While Peacock admits “the sector will understandably have concerns” about the tax, Simpson claims that there also remains little enthusiasm for the policy across government.
“We’ve met the tax minister, the tourism minister, we’ve spoken to secretaries of state about it, we’ve spoken to No 10 about it, we’ve spoken to No 11 about it, we’ve spoken to the spads. I have yet to find anybody who actually thinks it’s a good idea,” he says.
“In politics, unfortunately, sometimes you find yourself doing things which you don’t think are a good idea because it’s politically expedient, and right now it is politically expedient to throw a bung to the mayors to keep them quiet.”
The organisation has also commissioned an MRP poll which reveals that a majority of voters in every mayoral authority are opposed to the tax.

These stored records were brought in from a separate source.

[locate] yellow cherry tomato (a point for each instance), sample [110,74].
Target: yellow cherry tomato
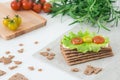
[12,25]
[17,19]
[87,39]
[6,21]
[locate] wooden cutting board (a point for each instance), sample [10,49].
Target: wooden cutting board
[30,21]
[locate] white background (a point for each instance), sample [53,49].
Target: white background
[44,36]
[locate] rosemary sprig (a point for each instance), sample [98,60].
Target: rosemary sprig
[96,12]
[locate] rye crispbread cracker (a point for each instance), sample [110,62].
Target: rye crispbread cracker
[73,57]
[2,72]
[18,76]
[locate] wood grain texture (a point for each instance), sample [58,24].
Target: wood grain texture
[30,21]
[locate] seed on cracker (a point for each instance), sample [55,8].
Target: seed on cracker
[18,62]
[2,72]
[20,50]
[18,76]
[48,49]
[31,68]
[13,67]
[50,57]
[44,53]
[75,70]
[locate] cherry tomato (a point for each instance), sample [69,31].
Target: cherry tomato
[77,41]
[98,39]
[47,7]
[27,4]
[17,19]
[37,7]
[6,21]
[12,25]
[16,5]
[42,1]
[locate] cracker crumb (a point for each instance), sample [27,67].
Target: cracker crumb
[11,56]
[44,53]
[75,70]
[36,42]
[18,62]
[18,76]
[52,54]
[7,52]
[21,44]
[50,57]
[40,70]
[21,50]
[31,68]
[2,72]
[92,70]
[48,49]
[13,67]
[97,70]
[6,60]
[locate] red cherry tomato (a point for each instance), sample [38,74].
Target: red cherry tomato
[47,7]
[27,4]
[37,7]
[77,41]
[16,5]
[42,1]
[98,39]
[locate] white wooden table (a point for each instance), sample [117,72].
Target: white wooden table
[44,36]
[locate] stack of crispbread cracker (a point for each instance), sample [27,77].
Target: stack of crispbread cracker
[72,56]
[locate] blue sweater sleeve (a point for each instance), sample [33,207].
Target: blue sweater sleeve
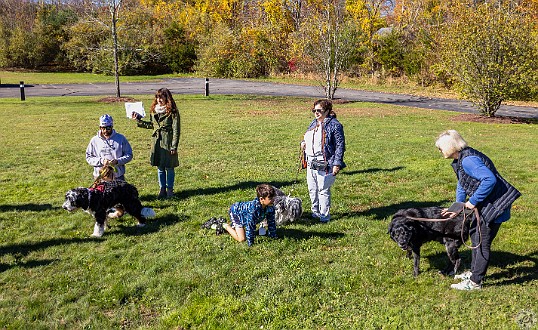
[461,196]
[475,168]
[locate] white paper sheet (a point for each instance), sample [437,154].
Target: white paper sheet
[137,107]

A majority also oppose it in 574 of Great Britain’s 632 seats.
While Labour’s urban MPs are likely to support the bill, some in deprived coastal constituencies are preparing to fight it.
“Small seaside towns like mine that rely largely on inward tourism from other parts of the UK – they’re not going to survive if this is implemented,” says South Shields MP Emma Lewell. “It’s just going to be one burden too many for them. They’re already struggling to stay afloat. This is going to see them off for good. I can’t sit back and allow that to happen…
“In areas like mine, this will be anti-growth – quite the opposite of what the government’s trying to do. I get that it might work in big cities, but there are certain areas where this will absolutely kill the local economy.”
She was as confused as anyone, she adds, when ministers reversed course on it last year: “There’s no massive clamour of MPs asking for it, the public don’t want it, it wasn’t in our manifesto, the industry certainly don’t want it… so I have no idea why the government is ploughing ahead with this.”
A spokesperson for MHCLG tells The House: “The visitor levy will give mayors more power to raise money and invest it in their priorities, like improving holiday destinations and growing the local economy to put more money in people’s pockets.
“The final design of the visitor levy has not been decided and it will ultimately be up to mayors to decide whether to use it, in consultation with businesses and others in their areas.”